Путилково. Московская область
Еще десять лет назад здесь была деревня с населением 2,5 тысячи человек, а теперь в этом районе насчитывается как минимум 50 тысяч жильцов – при минимальном уровне социальной, досуговой и транспортной инфраструктуры.
Разумеется, это не уникальная ситуация – такие районы в последние несколько лет массово «украсили» окраины не только Москвы и Петербурга, но и Казани, Ростова-на-Дону, Краснодара, Новосибирска и других крупных городов страны.
Нет никаких сомнений, что появление все новых гетто продолжится, учитывая одну из главных целей, заявленных в рамках национальных проектов – довести ежегодный объем строительства жилья до 120 млн кв. метров, что примерно в полтора раза превышает постсоветские рекорды, достигнутые в 2014-2015 годах (83-85 млн «квадратов»).
Учитывая то, что никаких иных концепций массового строительства, кроме высотных микрорайонов с большой плотностью застройки, отечественный стройкомплекс предложить не в состоянии, результаты этой погони за «метрами квадратными» можно предвидеть заблаговременно – и это еще не учитывая фактор долгосрочного демографического спада.
В то же время именно Путилково как место фактически столичное особенно ярко и показательно высвечивает суть обсуждаемой проблемы.
Журналист Станислав Смагин, полный тезка и однофамилец одного из авторов этой статьи, имел (не)счастье оказаться путилковским жителем и не раз описывал в СМИ («Новые Известия», «Свободная пресса», «Советская Россия») свои и своих соседей по району злоключения.

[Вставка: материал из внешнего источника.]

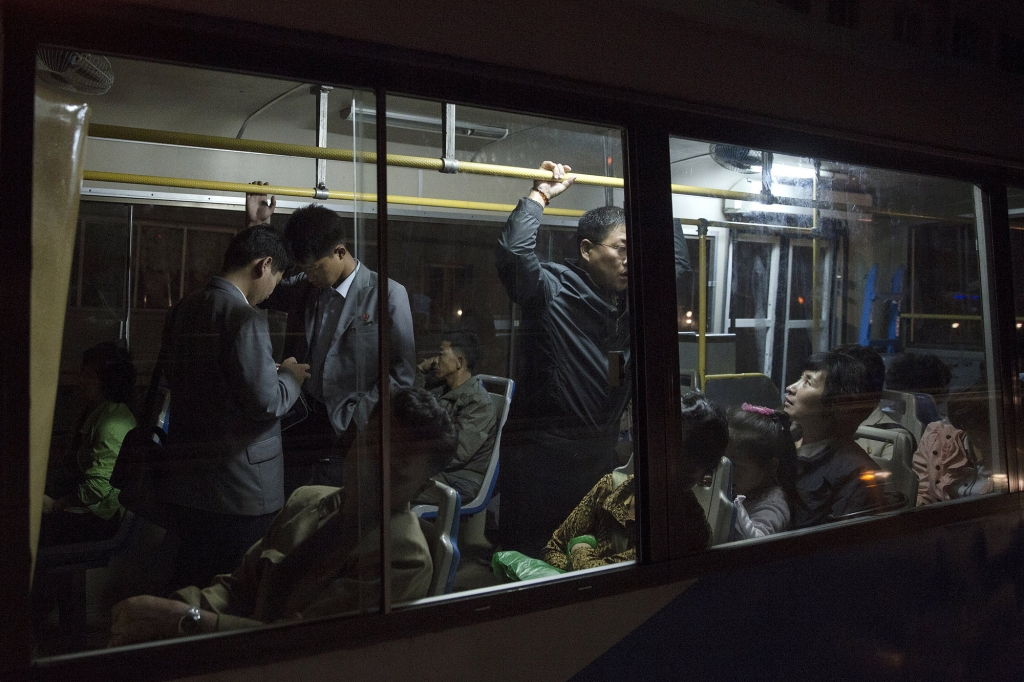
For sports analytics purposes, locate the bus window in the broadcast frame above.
[671,138,1020,544]
[33,50,387,655]
[387,95,643,592]
[1007,187,1024,391]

Суть, в принципе, известна, но повторим в нескольких предложениях.
Группа компаний ПИК несколько лет назад взялась за амбициозный проект постройки микрорайона «Мортонград» - собственно, как раз на путилковской территории. Покупателям квартир в его домах сулили практически рай на земле, но реальность традиционно разошлась с ожиданиями. Мало того, что не была возведена культурно-образовательная и спортивно-оздоровительная инфраструктура, которая была обещана жителям и за которую они заплатили свои немалые кровные деньги. Застройщик не выполнил еще и свои обязательства по части паркингов и автостоянок.
В результате автовладельцы паркуются в пятом-шестом ряду, поневоле оккупируя газоны и детские площадки. Выезд из такого заставленного двора занимает до часа. Что хуже, и въехать сюда проблематично – в том числе «скорой» и пожарным. Результат – от пожаров пострадало немало квартир, а от вынужденного опоздания врачей только за прошедший год умерли несколько человек.

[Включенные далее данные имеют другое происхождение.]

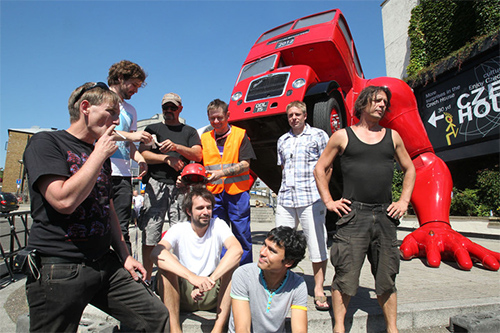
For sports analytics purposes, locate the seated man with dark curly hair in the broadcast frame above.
[229,226,307,333]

Повторим, такая ситуация – типична для большинства крупных российских городов.
Ударная стройка позавчерашнего дня
С точки зрения архитектурно-градостроительных решений, нынешнее российское массовое строительство – прямой наследник советского стройкомплекса.
Сегодняшние проекты комплексного освоения территорий (КОТ) – это, по сути, та же советская микрорайонная застройка 1960-80-х годов, которая должна была удовлетворить потребности в жилье, возникшие в связи с очередной волной урбанизации.
Первоначально необходимость в воскрешении этого формата появилась из-за банальной нехватки нового жилья и, как следствие, дороговизне недвижимости в крупных городах. Массовое строительство, поддержанное массовой ипотекой, действительно способствовало тому, что приобретение жилья стало более доступным, чем в прошлом десятилетии, не говоря уже о девяностых. Однако почувствовавший вкус больших денег строительный комплекс быстро стал преследовать интересы, далекие от задач обеспечения граждан комфортным и относительно доступным жильем.
Первые хрущевки в Черемушках. Фото: Владимир Сычев
Советское строительство массового жилья существовало в уникальной ситуации фактического отсутствия рынка земли. Территорию для нужд стройки в СССР не жалели – именно поэтому даже в однотипных панельных микрорайонах (если, конечно, их в дальнейшем не затронула уплотнительная застройка) сложилась вполне комфортная жизненная среда.
В российском же массовом строительстве конечная стоимость квадратного метра чаще всего оказывается производной от стоимости земельного участка, который удалось застолбить девелоперу. Отсюда и главный порок современных российских микрорайонов: не имеющее ничего общего с комфортом для жизни сочетание высокой плотности застройки и высокой этажностью, дополняемое высокой долей малогабаритных квартир.
Такое сочетание – готовая формула для будущих гетто, которая, стоит подчеркнуть еще раз, закладывается еще на старте многих жилищных проектов.
Пожалуй, наиболее масштабный пример – пресловутая московская реновация, в результате которой в новых окраинных районах столицы за счет повышенной плотности и этажности застройки резко вырастет концентрация населения, а земли почти в центре города на месте снесенных хрущевок будут «творчески» освоены девелоперами.
Застройщики массового многоэтажного жилья любят заявлять, что подобные жилые комплексы можно встретить в любом крупном городе на Западе. Умалчивая при этом, что в США и во многих странах Европы от такого типа застройки отказались еще в 1970-х годах, а некоторые из самых неудачных проектов попросту пришлось сносить.
Но Россия, как известно, не Америка и не Европа: в отличие от печально известного американского жилого комплекса-гетто Прюитт-Айгоу, который в 1970-х годах был расселен и взорван, российские многоэтажные «человейники» будут уродовать облик наших городов еще очень много лет.
В этом смысле изменения облика российских городов в 2010-х годах, похоже, необратимы.
Еще одно принципиальное отличие от советских практик заключается в том, что микрорайоны тогда, как правило, были неразрывно связаны с близлежащими предприятиями – в этом плане градостроительство было лишь одним из звеньев советского фордизма. Собственно, деградация панельных микрорайонов в девяностых и был связана с тем, что заводы больше не могли содержать их инфраструктуру, от теплосетей и канализации до детсадов и спортплощадок.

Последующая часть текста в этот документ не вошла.